Each Well North Pathfinder team tailored its approach to the location it operated in, taking a focus that best aligned with the needs of that community. 

In Bradford, projects broadly honed-in on health and wellbeing. In Doncaster, it was funding for community groups and spaces. In Newcastle and Gateshead, it was arts and literacy. In Oldham, it was reducing food poverty and encouraging enterprise around food.

Meanwhile, Rotherham has been exploring how social value can be created for communities through the development of new homes, with a long-term partnership developed between local schools and businesses, including volume housebuilders Barratt Homes and materials manufacturers Ibstock plc.


This strategic partnership has delivered three significant projects over the past four years:

1. The North Star Science School Partnerships

Facilitated by the Work-Wise Foundation, Barratt Homes and Ibstock plc build long term partnerships with local schools. Together they worked with young people to co-design and deliver workshops to year eight and nine students from over 70 schools across South Yorkshire. Programmes included visits to local factories, a hands-on brick-making workshop, insights from Ibstock’s apprentices, visits to Barratt’s unique zero-carbon concept home at Salford University and a showcase of the latest technology available for sustainable housing.

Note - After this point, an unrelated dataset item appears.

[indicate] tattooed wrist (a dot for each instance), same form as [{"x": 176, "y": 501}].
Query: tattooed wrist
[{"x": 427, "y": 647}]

2. Waverley Build It Green Project

This project introduced young people at Waverley Primary School to businesses, to develop an understanding of sustainability in construction. The project worked across two academic years with students in year four who went on into year five. The project was launched with an assembly and a series of hands-on workshops that introduced the children to sustainability in construction, before a more in-depth project led by the school’s teachers explored what it means to build a sustainable city. 

3. Barratt Insight House

This partnership project between Barratt, Ibstock and 360 Degree Society — which opened in May 2024 — gives young people the opportunity to see how some of the discussed technologies and sustainable ideas are put together in the fabric of a real house, showcasing how sector leaders are making homes greener and more environmentally friendly. It’s an interactive experience with videos, a workbook, models, cutaways, wall displays and activities. It’s also a place where people (young and old) can learn more about how we can do our bit to help the environment.

Find out more about the impact of each of these projects and how they could be evolved in future.

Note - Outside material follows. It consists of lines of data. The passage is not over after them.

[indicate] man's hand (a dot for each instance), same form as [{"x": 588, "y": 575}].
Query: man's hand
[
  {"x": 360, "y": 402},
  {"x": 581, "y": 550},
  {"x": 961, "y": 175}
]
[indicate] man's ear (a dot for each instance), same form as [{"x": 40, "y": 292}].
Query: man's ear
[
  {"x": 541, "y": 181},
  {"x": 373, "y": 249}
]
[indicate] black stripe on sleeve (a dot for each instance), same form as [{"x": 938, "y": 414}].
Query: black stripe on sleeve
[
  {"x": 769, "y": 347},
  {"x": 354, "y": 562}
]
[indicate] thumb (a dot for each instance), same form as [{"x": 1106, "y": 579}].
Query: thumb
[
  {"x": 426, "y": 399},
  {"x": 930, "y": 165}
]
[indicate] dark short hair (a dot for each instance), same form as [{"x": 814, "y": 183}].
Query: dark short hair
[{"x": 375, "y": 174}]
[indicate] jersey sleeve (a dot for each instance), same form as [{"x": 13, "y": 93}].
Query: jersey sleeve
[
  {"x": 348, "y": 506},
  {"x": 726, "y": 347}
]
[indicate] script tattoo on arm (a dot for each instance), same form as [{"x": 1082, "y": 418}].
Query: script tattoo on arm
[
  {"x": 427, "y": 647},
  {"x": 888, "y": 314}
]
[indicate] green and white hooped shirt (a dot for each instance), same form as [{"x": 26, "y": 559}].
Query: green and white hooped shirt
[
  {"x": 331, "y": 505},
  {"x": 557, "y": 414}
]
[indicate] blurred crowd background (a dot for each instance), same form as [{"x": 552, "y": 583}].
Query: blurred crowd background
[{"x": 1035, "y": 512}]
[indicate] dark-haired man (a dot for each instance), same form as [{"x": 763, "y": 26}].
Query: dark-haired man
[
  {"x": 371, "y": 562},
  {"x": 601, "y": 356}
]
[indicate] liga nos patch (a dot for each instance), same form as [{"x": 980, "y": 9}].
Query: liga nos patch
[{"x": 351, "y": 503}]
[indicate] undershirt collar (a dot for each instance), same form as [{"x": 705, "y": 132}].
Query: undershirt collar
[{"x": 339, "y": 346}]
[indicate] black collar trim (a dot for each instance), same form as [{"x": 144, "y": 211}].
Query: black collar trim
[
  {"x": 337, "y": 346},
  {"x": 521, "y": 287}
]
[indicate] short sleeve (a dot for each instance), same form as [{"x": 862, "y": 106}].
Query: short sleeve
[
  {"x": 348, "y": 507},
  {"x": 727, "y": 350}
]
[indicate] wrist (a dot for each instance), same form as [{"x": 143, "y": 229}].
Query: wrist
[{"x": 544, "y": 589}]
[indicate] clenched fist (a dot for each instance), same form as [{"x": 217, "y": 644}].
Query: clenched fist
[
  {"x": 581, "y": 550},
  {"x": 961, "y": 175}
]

How True North can deliver on the Corporate Social Opportunity

Change cannot be rushed. It takes time and requires honing your offer as it embeds to ensure that you’re making the biggest difference and the most of your investment. 

That’s why I was attracted to True North as a network and campaign. 

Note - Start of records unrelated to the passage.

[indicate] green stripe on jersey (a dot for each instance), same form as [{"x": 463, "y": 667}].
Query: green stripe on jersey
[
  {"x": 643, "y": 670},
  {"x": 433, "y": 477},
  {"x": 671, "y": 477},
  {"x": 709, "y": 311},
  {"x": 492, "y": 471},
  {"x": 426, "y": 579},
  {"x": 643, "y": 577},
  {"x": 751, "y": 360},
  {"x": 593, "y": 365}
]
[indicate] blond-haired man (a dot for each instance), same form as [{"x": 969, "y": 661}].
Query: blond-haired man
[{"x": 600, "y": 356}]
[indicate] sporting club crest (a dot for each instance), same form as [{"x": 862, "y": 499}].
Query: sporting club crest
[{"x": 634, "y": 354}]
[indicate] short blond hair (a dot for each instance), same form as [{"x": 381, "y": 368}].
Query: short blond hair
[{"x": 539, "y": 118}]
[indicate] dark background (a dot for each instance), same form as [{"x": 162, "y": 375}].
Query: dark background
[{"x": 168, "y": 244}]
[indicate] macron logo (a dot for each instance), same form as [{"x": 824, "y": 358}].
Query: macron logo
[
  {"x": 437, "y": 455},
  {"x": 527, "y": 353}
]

Like Well North Enterprises and our partners, it’s taking a 360-degree approach to social change, understanding that it can’t be achieved in silos. Successful places come about when people, communities and organisations — all working differently — collaborate to create better outcomes.

True North is about seeing the full picture, accepting that all places are different and there’s no single solution. That’s why the advisory council — which I’m thrilled to be a part of as co-chair of the Purpose & Social Impact working group — is exploring how it can bring people together to accelerate the impact that businesses can have in their communities, working with Open Innovations as a data partner to capture the state of play for social mobility across the region.

We’ll be using that data to inform the activity that each working group focuses on in the coming months and, through the True North open data dashboard, we can ensure that the most up to date and accurate data is constantly fed in to try and reduce gaps.

Both the private and public sectors have never been under more pressure from the external environment to deliver socioeconomic transformation. Yet taking a quick fix and one-size-fits-all approach is exactly what has led to widening social mobility gaps. Creating the time and space to think differently, work collaboratively and create a culture of innovation is a very real challenge for every leader right now — but one that we all must rise to.